E’ stato allora che alcuni nostri concittadini, membri dell’Associazione Culturale XV del Presidente, non accettando la condanna, hanno escogitato un sistema per dissuadere i produttori dal proprio intento e mantenere in vita il gioco. L’idea è stata quella di organizzare un grande torneo in piazza con tanto di scuola (per insegnare a giocare a chi non sapeva farlo) ed un grande spettacolo attorno al torneo, per accendere i riflettori sul nostro paese, varcarne gli angusti confini e ottenere un pubblico riconoscimento. Il loro lavoro ha mobilitato le parti più attive della comunità, aziende, negozi, istituzioni ed altre associazioni ed ha richiamato le reti televisive pubbliche nazionali. Per la prima volta, in funzione del torneo, sono state scritte le regole del gioco e sono state diffuse ovunque tramite la costruzione di un sito internet. Il loro obiettivo è stato centrato: la dal Negro di Treviso, che intanto aveva rilevato la Masenghini, ha ripreso la produzione delle carte e Montorio al Vomano è stato identificato come “Paese dello Stu’”.

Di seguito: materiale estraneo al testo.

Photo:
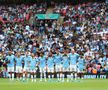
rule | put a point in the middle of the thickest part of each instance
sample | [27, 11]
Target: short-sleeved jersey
[11, 60]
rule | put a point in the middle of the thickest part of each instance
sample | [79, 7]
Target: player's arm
[7, 60]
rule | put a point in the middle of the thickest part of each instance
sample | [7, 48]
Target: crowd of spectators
[84, 28]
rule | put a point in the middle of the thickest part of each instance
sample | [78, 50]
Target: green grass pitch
[88, 84]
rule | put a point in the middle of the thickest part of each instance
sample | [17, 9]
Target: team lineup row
[59, 63]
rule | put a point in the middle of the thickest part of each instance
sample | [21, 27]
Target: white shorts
[10, 69]
[18, 69]
[73, 68]
[26, 69]
[65, 69]
[42, 69]
[50, 70]
[33, 70]
[58, 68]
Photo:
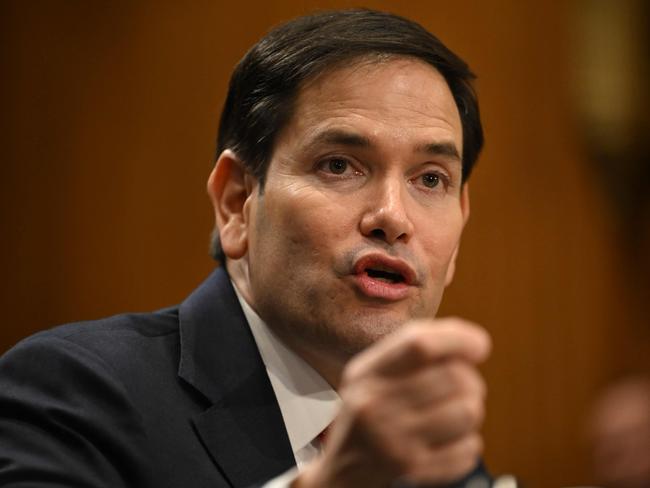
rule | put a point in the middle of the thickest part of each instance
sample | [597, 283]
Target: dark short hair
[265, 83]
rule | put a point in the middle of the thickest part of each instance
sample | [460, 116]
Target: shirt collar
[307, 402]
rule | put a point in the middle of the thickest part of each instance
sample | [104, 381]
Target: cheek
[309, 223]
[441, 239]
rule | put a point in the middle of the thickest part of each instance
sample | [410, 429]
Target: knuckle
[416, 348]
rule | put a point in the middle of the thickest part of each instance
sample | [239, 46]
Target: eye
[430, 180]
[337, 166]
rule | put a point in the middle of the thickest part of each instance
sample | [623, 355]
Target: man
[340, 197]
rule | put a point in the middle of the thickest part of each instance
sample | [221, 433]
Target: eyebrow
[346, 138]
[446, 149]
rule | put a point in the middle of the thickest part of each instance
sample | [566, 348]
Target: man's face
[356, 229]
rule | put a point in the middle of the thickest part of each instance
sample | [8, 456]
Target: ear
[464, 208]
[229, 187]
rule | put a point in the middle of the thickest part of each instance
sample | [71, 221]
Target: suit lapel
[243, 429]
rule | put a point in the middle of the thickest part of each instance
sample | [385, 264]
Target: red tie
[322, 437]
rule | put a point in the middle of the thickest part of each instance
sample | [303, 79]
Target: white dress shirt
[307, 402]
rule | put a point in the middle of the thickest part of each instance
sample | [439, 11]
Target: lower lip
[381, 289]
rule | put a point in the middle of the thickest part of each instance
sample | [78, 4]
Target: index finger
[425, 342]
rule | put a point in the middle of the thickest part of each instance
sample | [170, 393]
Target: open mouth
[384, 275]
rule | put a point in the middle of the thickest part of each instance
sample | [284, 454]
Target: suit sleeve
[66, 419]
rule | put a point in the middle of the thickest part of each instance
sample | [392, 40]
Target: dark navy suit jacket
[175, 398]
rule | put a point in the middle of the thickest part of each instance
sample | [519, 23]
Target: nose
[385, 217]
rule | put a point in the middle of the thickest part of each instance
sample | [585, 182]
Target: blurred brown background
[108, 117]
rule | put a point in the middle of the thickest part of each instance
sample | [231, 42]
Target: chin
[362, 330]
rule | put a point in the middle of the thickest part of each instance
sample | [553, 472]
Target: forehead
[396, 96]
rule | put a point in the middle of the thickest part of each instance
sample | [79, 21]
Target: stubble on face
[304, 233]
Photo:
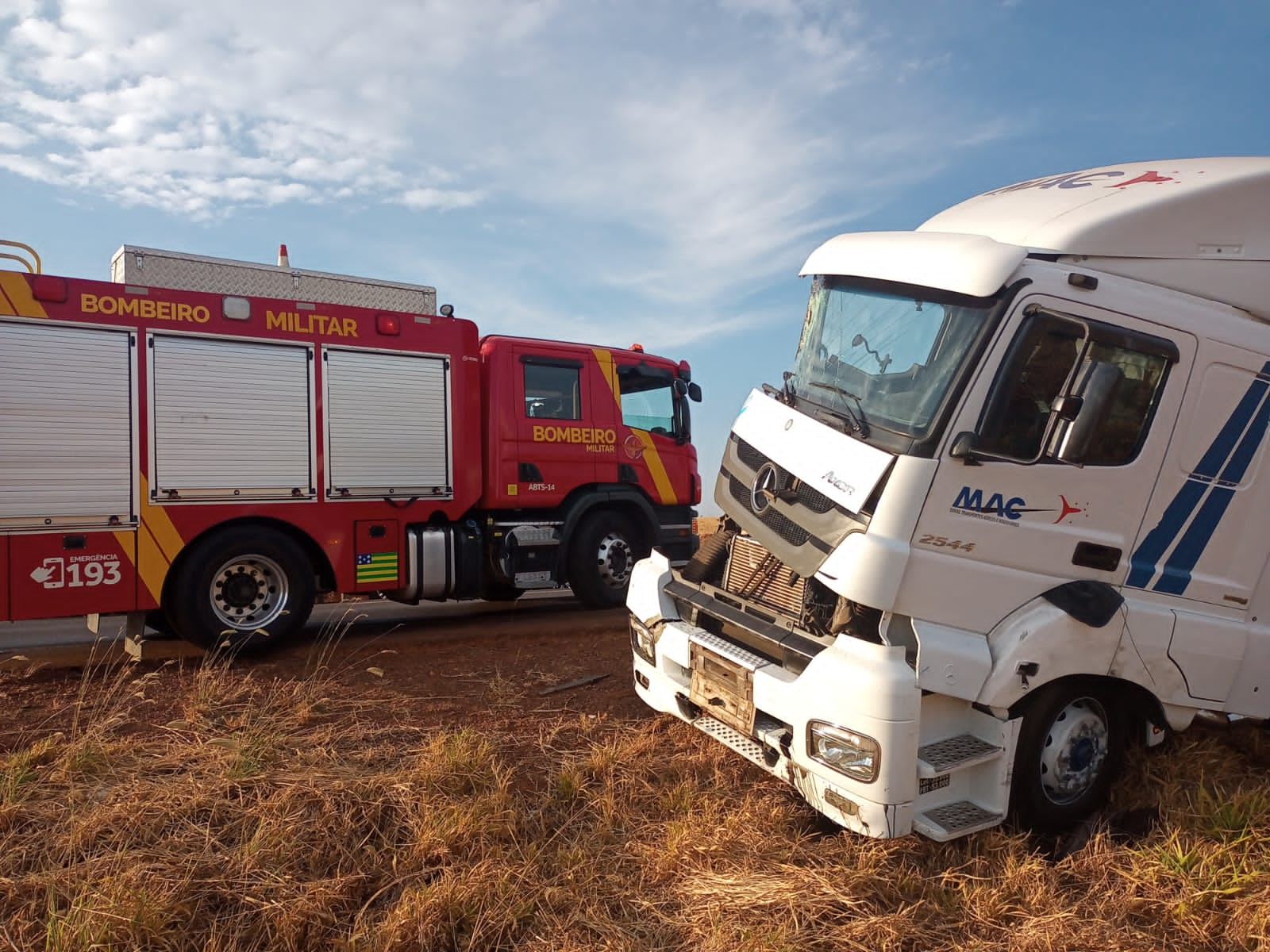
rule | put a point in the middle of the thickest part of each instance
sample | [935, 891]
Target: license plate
[723, 689]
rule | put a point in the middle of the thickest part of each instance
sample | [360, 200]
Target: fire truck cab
[214, 444]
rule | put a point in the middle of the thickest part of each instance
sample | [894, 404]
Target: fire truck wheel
[708, 562]
[1070, 744]
[601, 558]
[243, 588]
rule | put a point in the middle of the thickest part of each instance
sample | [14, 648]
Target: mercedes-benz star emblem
[766, 488]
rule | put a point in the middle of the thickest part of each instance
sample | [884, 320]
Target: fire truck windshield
[884, 357]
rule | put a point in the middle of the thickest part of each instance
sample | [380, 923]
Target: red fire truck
[216, 444]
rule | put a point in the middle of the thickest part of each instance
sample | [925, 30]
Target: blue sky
[607, 171]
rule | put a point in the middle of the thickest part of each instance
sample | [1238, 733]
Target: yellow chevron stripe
[156, 520]
[152, 564]
[605, 359]
[18, 291]
[657, 469]
[156, 543]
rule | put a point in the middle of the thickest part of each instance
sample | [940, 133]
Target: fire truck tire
[243, 588]
[601, 558]
[708, 562]
[1070, 744]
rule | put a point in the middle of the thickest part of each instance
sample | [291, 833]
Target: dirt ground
[501, 666]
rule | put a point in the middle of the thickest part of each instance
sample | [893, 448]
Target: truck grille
[806, 497]
[780, 524]
[756, 574]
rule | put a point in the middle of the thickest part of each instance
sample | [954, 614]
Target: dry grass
[290, 816]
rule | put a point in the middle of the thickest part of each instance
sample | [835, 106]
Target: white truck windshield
[883, 359]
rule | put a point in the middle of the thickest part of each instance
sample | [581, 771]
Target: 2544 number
[941, 543]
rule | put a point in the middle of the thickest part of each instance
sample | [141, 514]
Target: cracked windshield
[882, 359]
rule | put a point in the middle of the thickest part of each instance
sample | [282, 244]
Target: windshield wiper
[856, 419]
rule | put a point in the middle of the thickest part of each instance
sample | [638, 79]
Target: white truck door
[999, 533]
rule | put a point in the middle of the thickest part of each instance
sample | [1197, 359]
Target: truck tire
[243, 588]
[708, 562]
[1070, 744]
[601, 556]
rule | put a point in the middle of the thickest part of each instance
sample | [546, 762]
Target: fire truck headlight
[643, 641]
[848, 752]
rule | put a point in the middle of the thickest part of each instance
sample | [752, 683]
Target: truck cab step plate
[952, 820]
[956, 753]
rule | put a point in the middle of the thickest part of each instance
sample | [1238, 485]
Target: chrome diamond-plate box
[156, 268]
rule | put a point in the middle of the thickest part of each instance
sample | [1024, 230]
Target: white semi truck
[1007, 512]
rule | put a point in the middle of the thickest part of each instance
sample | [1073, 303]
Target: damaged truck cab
[1005, 514]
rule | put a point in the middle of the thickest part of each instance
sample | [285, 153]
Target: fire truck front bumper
[844, 731]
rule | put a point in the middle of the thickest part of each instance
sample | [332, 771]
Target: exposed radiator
[755, 573]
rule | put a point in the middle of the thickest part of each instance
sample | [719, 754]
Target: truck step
[747, 747]
[952, 820]
[956, 753]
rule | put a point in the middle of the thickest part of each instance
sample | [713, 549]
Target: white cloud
[676, 154]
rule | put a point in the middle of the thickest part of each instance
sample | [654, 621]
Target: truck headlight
[643, 641]
[848, 752]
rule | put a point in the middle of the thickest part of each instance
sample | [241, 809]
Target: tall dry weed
[276, 814]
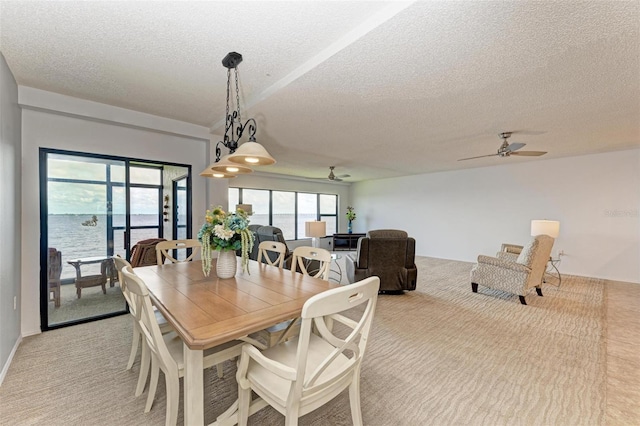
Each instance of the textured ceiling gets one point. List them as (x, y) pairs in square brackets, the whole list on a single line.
[(378, 89)]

Raggiunto l’obiettivo, subentrati la stanchezza per le notevoli energie profuse ed il fisiologico calo dell’entusiasmo, si era stati quasi quasi tentati di mollare la presa per quest’anno e invece… Invece un’altra ancora di salvezza è stata buttata allo Stu’: il gioco tradizionale montoriese è stato scelto dall’Associazione Giochi Antichi per rappresentare l’Abruzzo nel Festival Internazionale dei giochi in strada “Tocatì,” che si tiene ormai da nove anni a Verona. Quest’ultima edizione è stata particolarmente importante, perché è diventata intercontinentale (ha visto la partecipazione di delegati provenienti da Europa, Africa, America e Asia) e perché ha voluto ospitare, in occasione dei 150 anni dell’Unità d’Italia, i giochi tradizionali di tutte le Regioni.

Così, nei giorni 23, 24 e 25 settembre, Piazza Santa Cecilia e il Vicolo Santa Cecilia, situati a pochi metri dall’antica Piazza delle Erbe, sono stati rivestiti dei simboli montoriesi (le figure giganti delle carte) e nel chiosco dello Stu’ si sono avvicendate decine e decine di adulti, ragazzi, bambini ed anziani, per imparare il gioco, guardare le bellezze del nostro territorio, assaggiare bocconotti e “genzianella”e, soprattutto, ridere e scherzare in tutti gli accenti e le cadenze d’Italia. Insomma l’interesse è stato così grande e l’esperienza così bella da riempire di fierezza gli uomini e le donne chiamati lì a trasmettere la propria pratica ludica, da provocare in essi un salutare rigurgito d’orgoglio e persuaderli della necessità di andare avanti.

Lo Stù è un patrimonio, e va difeso. Seguendo il principio di Antoine-Laurent de Lavoisier “nulla si crea, nulla si distrugge, tutto si trasforma” l’associazione ha perso pezzi, ne ha mantenuto alcuni, ne ha aggiunto altri, ha cambiato le sue vesti (nome e logo) ed è oggi lieta di annunciare un nuovo grande torneo, che inizierà a Natale del 2011 e si concluderà nell’Epifania del 2012. Preparatevi tutti: lo Stù continua!!!